For the last 40 years, I’ve roamed the polar regions of our world. I started as a child, growing up in an Inuit community on Baffin Island, Canada, where I learned from the Inuit people not just to survive in our environment — but to thrive in and love the Arctic for all it had to offer.
Later, as a scientist, I tried using data to make the case for conservation. But it wasn’t until I became a polar photographer for Sea Legacy and National Geographic magazine that I finally found a way to convey the urgency of protecting this fragile ecosystem for the good of all humanity.
As a scientist, what I know about the Arctic is terrifying. Currently, it’s warming twice as fast as anywhere else on the planet. As a photographer, I can observe and document these effects first-hand: receding glaciers, struggling wildlife populations, and cities impacted by rising sea levels.
And as the landscape changes, driven by climate change, I am watching the Arctic region become increasingly vulnerable. In particular, we should see the rapid disappearance of sea ice here for what it is: a sign of imminent and catastrophic change. The danger of an oil spill would deliver a fatal blow to this pristine and critically important ecosystem.
This week, President Obama designated vast portions of the United States’ Arctic Ocean as indefinitely off limits for future oil and gas leasing.
The new withdrawal — which encompasses the entire U.S. Chukchi Sea and the vast majority of the U.S. Beaufort Sea — will provide critical protection for the unique and vibrant Arctic ecosystem, which is home to marine mammals and other vital ecological resources and marine species, and upon which many Alaska Native communities depend. With this action, we’ve now protected nearly 125 million acres in the Arctic from future oil and gas activity since 2015.
This action also comes in conjunction with Canada’s announcement that it will freeze offshore oil and gas leasing in its Arctic waters, to be reviewed every five years through a climate and marine science-based assessment.

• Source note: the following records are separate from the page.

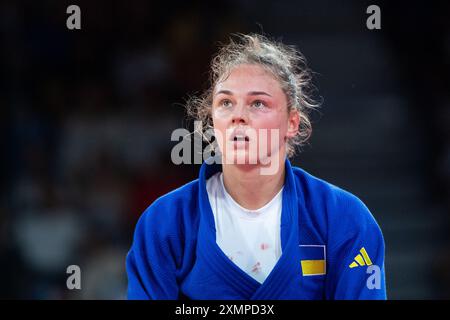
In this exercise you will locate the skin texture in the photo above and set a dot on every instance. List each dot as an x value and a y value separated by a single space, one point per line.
251 99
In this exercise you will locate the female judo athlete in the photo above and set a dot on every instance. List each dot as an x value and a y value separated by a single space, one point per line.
252 226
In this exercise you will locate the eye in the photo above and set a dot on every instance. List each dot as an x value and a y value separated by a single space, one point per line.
258 104
226 103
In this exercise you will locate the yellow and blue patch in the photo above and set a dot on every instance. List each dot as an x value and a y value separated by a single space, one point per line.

My career as a scientist, photojournalist, and co-founder of SeaLegacy.org has taught me that merely telling people the ice is melting doesn’t work. Temperatures are rising. Animals are struggling, starving and drowning. Water levels are gradually immersing cities. We can no longer just talk about this. We need to show the world how urgent it is with images and stories and, more importantly, with urgent action.
At this pace the Arctic will be void of ice by 2050. It’s a message that’s hard to hear but easy to understand when you see the damage at the poles of this great Earth. Species whose survival is at serious risk, like the Pacific walrus, polar bear, bowhead whale, fin whale, spectacled eider, and Steller’s eider will benefit from these protections, and so will the communities that rely on the Arctic ecosystem for their way of life.